The library is available on GitHub: https://github.com/CogitatorTech/ordered
So a list is ordered, but can be sorted or not. A set is unordered but sorted. I guess a priority queue is ordered and sorted.
One might qualify such as "system-ordered", or in the Python insert-ordered dict, qualify with "insertion-ordered", though hash tables in general are sort of a melange of hash-ordering. The same container may also support efficient iteration in multiple orders (e.g., trees often support key order as well as another order, like VM/node pool slot number order).
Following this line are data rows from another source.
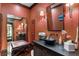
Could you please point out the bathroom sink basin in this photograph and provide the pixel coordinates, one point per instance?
(50, 42)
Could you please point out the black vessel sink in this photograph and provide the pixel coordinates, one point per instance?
(50, 42)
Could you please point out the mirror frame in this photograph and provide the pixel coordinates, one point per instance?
(48, 10)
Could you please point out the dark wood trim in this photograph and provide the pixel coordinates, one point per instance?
(33, 5)
(23, 5)
(54, 5)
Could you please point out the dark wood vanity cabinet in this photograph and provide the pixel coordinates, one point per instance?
(42, 51)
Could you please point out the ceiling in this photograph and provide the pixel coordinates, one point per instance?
(27, 4)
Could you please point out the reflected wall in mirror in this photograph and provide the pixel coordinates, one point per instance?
(16, 28)
(55, 17)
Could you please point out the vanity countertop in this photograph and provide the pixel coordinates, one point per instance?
(57, 48)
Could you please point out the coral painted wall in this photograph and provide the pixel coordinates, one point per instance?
(70, 24)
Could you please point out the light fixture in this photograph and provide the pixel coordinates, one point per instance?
(41, 13)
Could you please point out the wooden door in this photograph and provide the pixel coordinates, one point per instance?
(33, 30)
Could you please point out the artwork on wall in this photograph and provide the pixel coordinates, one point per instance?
(55, 17)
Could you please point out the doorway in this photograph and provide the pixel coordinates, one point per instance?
(9, 32)
(33, 30)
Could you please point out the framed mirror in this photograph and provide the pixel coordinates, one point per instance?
(55, 17)
(16, 28)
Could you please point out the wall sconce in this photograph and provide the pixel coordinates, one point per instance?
(41, 13)
(69, 5)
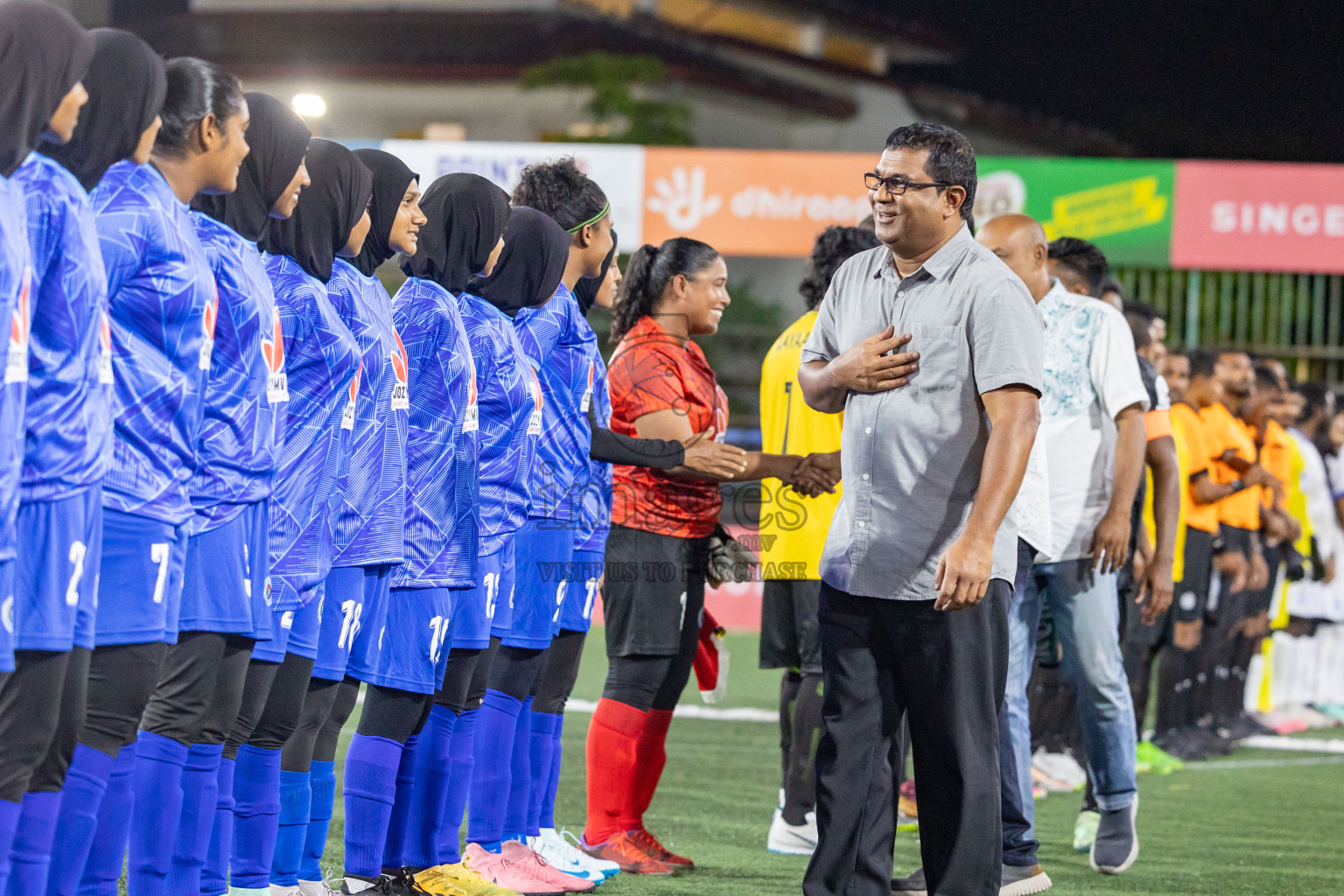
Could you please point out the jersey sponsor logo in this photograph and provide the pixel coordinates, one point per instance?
(472, 419)
(207, 328)
(534, 424)
(105, 349)
(588, 389)
(273, 352)
(347, 418)
(401, 391)
(17, 368)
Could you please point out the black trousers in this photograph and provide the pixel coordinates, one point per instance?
(947, 673)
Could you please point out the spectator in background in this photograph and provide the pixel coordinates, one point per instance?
(792, 534)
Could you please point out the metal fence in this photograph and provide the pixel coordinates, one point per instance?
(1298, 318)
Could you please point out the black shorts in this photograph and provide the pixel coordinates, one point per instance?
(651, 587)
(790, 633)
(1193, 590)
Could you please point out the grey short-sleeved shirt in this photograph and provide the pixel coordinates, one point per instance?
(912, 457)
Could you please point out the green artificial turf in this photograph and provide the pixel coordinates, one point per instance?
(1256, 823)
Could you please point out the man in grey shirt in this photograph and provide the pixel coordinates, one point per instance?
(918, 566)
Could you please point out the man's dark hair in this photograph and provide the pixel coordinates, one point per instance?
(831, 250)
(1201, 361)
(1082, 261)
(1313, 398)
(950, 158)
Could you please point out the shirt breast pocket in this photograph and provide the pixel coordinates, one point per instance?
(940, 356)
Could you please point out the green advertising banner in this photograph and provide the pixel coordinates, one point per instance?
(1121, 205)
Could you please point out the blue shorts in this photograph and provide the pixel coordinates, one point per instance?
(7, 617)
(55, 574)
(543, 552)
(486, 609)
(138, 579)
(354, 612)
(293, 630)
(584, 572)
(411, 649)
(222, 589)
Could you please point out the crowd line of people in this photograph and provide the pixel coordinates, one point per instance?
(240, 482)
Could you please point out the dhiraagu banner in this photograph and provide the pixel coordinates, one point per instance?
(1124, 206)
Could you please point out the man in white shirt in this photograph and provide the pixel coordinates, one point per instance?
(1093, 430)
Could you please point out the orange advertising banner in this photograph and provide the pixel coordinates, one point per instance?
(750, 202)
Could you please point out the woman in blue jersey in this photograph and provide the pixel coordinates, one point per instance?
(223, 610)
(368, 532)
(43, 54)
(321, 368)
(69, 409)
(162, 308)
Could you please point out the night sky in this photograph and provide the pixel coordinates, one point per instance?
(1195, 80)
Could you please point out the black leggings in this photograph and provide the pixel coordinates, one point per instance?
(50, 774)
(122, 680)
(393, 713)
(30, 710)
(200, 676)
(257, 682)
(458, 679)
(556, 684)
(347, 695)
(648, 682)
(318, 700)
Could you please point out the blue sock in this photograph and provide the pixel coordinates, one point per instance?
(543, 751)
(425, 822)
(256, 817)
(370, 793)
(461, 763)
(87, 782)
(158, 808)
(321, 782)
(547, 818)
(489, 792)
(112, 830)
(396, 841)
(200, 797)
(521, 777)
(10, 813)
(214, 876)
(30, 856)
(292, 832)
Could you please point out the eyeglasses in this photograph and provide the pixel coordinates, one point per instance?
(895, 185)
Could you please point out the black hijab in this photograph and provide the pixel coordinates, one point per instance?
(588, 288)
(466, 216)
(127, 87)
(531, 265)
(278, 140)
(327, 211)
(43, 54)
(391, 178)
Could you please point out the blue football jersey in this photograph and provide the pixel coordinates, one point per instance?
(594, 517)
(443, 517)
(321, 364)
(509, 419)
(15, 303)
(162, 304)
(69, 413)
(559, 343)
(238, 446)
(373, 516)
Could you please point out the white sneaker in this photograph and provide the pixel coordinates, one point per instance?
(566, 858)
(792, 840)
(1060, 766)
(601, 865)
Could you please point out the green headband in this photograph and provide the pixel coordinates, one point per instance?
(592, 220)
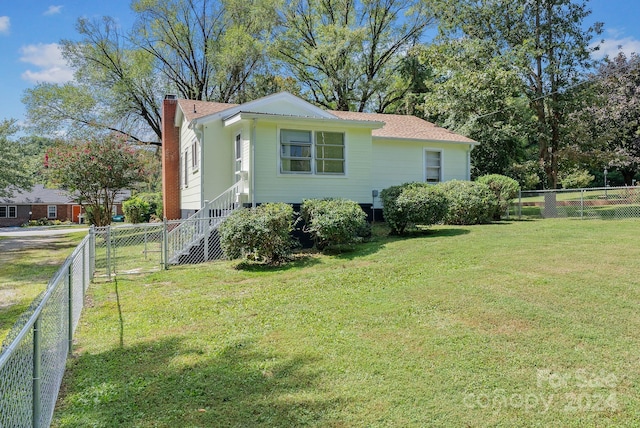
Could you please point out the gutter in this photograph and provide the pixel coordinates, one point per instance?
(252, 163)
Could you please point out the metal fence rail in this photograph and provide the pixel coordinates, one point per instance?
(34, 354)
(601, 202)
(129, 249)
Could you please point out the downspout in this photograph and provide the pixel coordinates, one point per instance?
(252, 187)
(469, 162)
(199, 131)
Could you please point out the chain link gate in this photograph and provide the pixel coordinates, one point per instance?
(128, 249)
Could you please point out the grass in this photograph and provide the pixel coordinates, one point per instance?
(531, 323)
(26, 265)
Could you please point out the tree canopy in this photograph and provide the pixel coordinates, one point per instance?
(14, 170)
(508, 73)
(346, 53)
(95, 172)
(545, 43)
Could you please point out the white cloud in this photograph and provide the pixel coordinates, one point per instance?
(52, 67)
(611, 47)
(5, 24)
(53, 10)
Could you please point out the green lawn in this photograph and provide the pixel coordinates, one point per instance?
(26, 265)
(532, 323)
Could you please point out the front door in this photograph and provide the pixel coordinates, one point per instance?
(75, 213)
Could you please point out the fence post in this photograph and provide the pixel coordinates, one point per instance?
(92, 251)
(206, 239)
(108, 239)
(165, 245)
(36, 410)
(70, 291)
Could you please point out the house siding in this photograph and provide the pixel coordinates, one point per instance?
(400, 161)
(189, 183)
(218, 160)
(273, 186)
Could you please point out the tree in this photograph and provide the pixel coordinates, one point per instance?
(616, 116)
(200, 49)
(95, 172)
(207, 49)
(14, 174)
(477, 94)
(345, 53)
(115, 88)
(546, 44)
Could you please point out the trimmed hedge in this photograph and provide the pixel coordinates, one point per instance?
(423, 205)
(393, 216)
(413, 204)
(504, 188)
(470, 202)
(332, 222)
(261, 234)
(136, 210)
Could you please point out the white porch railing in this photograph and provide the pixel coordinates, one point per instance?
(195, 239)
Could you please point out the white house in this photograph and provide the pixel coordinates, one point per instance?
(282, 149)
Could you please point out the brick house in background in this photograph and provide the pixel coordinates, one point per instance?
(40, 202)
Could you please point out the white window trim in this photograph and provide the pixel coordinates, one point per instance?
(195, 156)
(313, 172)
(424, 163)
(237, 154)
(184, 168)
(8, 211)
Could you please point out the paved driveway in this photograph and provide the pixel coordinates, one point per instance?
(38, 231)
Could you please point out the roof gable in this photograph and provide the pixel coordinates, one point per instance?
(406, 127)
(403, 127)
(282, 103)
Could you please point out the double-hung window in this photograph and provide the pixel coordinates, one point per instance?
(195, 156)
(307, 152)
(432, 166)
(8, 211)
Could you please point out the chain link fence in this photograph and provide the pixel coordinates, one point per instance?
(129, 249)
(34, 353)
(598, 203)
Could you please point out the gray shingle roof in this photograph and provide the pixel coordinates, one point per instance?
(396, 126)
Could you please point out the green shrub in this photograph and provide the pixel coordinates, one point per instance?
(92, 217)
(504, 188)
(332, 222)
(470, 202)
(423, 205)
(155, 203)
(136, 210)
(393, 216)
(261, 234)
(576, 179)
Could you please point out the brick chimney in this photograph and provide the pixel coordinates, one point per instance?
(170, 159)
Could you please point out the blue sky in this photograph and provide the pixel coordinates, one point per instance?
(31, 29)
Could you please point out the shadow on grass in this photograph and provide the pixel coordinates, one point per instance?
(301, 260)
(168, 383)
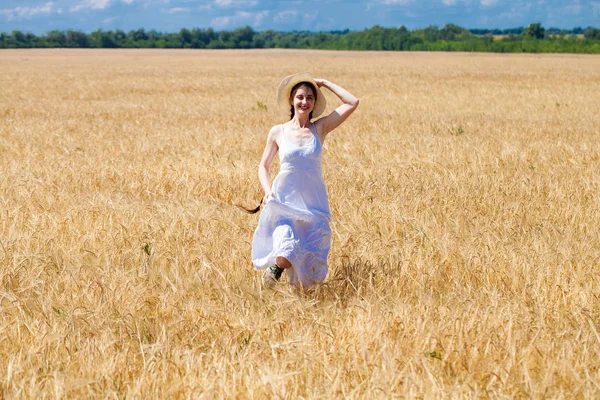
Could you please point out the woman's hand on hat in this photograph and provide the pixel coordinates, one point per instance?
(320, 82)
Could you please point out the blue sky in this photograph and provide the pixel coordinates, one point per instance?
(40, 16)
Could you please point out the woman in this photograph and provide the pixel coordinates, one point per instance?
(293, 233)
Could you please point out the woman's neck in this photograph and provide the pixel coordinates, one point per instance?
(300, 122)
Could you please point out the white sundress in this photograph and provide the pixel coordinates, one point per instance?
(295, 223)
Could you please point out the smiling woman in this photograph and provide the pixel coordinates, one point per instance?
(293, 232)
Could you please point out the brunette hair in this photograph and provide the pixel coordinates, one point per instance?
(293, 93)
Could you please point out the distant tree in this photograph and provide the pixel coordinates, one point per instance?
(431, 33)
(452, 32)
(535, 31)
(56, 38)
(76, 39)
(592, 33)
(242, 37)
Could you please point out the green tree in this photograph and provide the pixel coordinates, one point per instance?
(76, 39)
(535, 31)
(592, 33)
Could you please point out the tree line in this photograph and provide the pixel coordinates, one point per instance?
(533, 38)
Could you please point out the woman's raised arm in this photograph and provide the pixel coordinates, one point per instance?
(339, 115)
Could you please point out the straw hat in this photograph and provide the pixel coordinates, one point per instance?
(285, 88)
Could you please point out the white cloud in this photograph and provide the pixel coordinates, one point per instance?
(92, 5)
(240, 18)
(104, 4)
(21, 13)
(177, 10)
(235, 3)
(286, 16)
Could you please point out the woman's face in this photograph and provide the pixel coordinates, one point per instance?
(304, 100)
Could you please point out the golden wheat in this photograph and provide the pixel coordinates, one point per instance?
(465, 254)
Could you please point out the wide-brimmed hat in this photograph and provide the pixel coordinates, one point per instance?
(285, 88)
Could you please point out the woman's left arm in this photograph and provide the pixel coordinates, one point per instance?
(339, 115)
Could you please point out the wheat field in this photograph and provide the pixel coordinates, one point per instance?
(465, 194)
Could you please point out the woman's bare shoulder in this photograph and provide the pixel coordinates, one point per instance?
(274, 132)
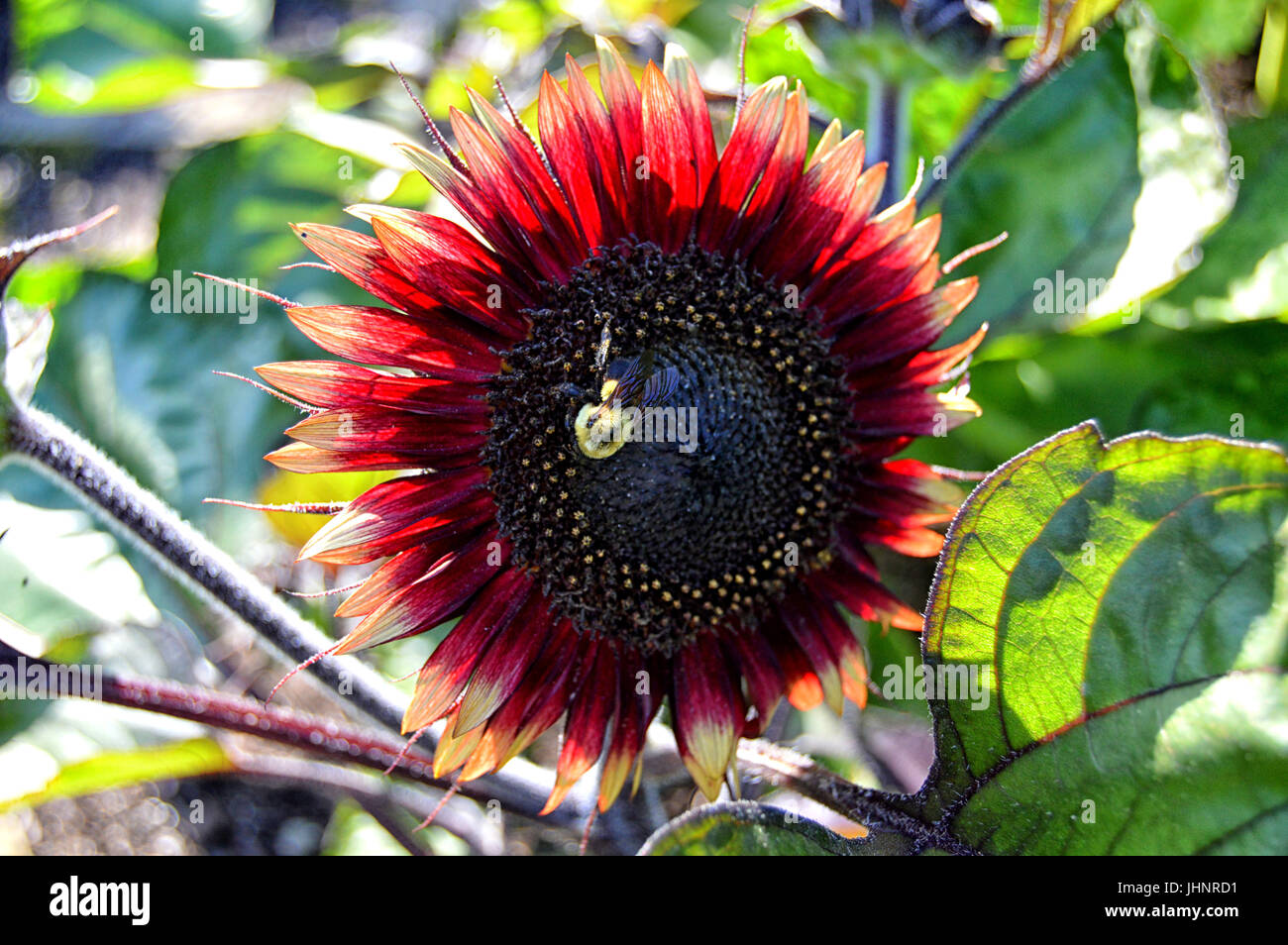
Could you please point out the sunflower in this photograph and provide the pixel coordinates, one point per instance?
(647, 406)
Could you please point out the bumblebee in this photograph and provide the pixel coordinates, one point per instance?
(627, 385)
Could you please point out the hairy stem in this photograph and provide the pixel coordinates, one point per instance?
(975, 134)
(787, 769)
(143, 518)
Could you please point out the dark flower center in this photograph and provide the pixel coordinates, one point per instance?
(717, 488)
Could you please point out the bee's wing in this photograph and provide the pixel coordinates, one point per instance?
(660, 387)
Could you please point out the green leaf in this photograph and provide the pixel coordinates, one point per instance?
(107, 770)
(1060, 175)
(1128, 606)
(1067, 27)
(1244, 267)
(25, 331)
(1210, 30)
(1225, 378)
(745, 828)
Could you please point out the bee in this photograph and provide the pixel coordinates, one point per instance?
(627, 385)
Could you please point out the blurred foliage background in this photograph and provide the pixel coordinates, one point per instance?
(1151, 171)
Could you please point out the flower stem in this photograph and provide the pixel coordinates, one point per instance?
(888, 134)
(975, 134)
(140, 515)
(787, 769)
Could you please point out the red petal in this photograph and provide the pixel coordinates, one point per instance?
(393, 515)
(380, 336)
(635, 709)
(625, 108)
(375, 429)
(671, 185)
(707, 713)
(449, 669)
(568, 147)
(745, 158)
(608, 155)
(434, 597)
(763, 677)
(336, 383)
(907, 327)
(782, 174)
(507, 660)
(694, 106)
(800, 622)
(591, 708)
(496, 185)
(451, 265)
So, in this context (where things are obviously elements of a computer program), it isn't obvious that hair-splitting over ordered vs. sorted in their purest senses is very helpful when what is really missing is qualification.
Of course, like in many things, people tend to name computer program elements after their abstractions. This is where confusion often comes from (and not just in computing!) .. borrowing the names without all the properties (or maybe with more properties, as in this case, though that is all probably a bit iffy with the frailty of how you enumerate/decompose properties).
EDIT: In a similar way, in a realized computer, almost any "set" representation can also be a "map". You just add satellite data. Even a bit-vector can have a "parallel vector" with satellite data you access after the bits (which could even be pointful in terms of cache access). This can cause similar confusions to the "ordered" vs. "sorted" stuff.